Seulement 18 jours après le meurtre de Lexi, elle tue Scarlett. Au moment d'emmener sa cadette à l'hôpital, Louise Porton prend sa voiture et, images à l'appui, se met à arpenter la ville calmement, alors que le corps de sa fille gît sur la banquette arrière. Elle prend même le temps de faire le plein d'essence. Tout comme le premier meurtre, l'ambulancier qui accueille la jeune femme à l'hôpital explique que l'enfant était déjà "gelée et complètement sans vie" à son arrivée aux urgences.

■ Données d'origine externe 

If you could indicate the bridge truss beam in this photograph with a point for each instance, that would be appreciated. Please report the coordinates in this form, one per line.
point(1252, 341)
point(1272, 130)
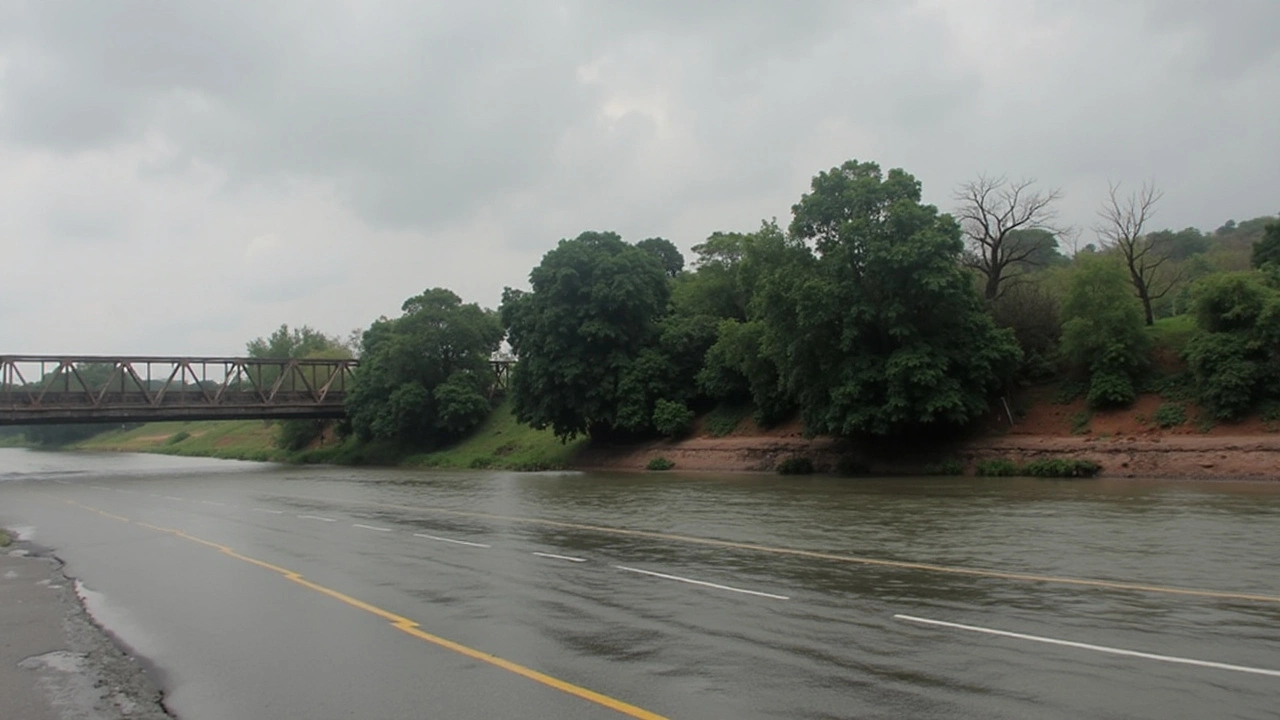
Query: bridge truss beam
point(94, 388)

Les premiers éléments de l'autopsie ont révélé une "obstruction délibérée des voies respiratoires", ainsi que, pour la plus jeune, des "signes de saignement récent dans les tissus de son cou". Des traces de strangulation qui ne pouvaient venir que de la mère, selon les procureurs.

L'accusée clame son innocence

De son côté, la mère de famille récuse les faits. Elle explique : "Mes enfants ne m'ont jamais dérangé et j'ai adapté mon style de vie et ma vie personnelle à leur environnement. Je ne sais toujours pas comment mes filles sont mortes". Une argumentation qui n'a pas séduit les juges. Elle passera au moins 32 ans de sa vie derrière les barreaux.

Le père des petites filles, Chris Draper, s'est dit effondré.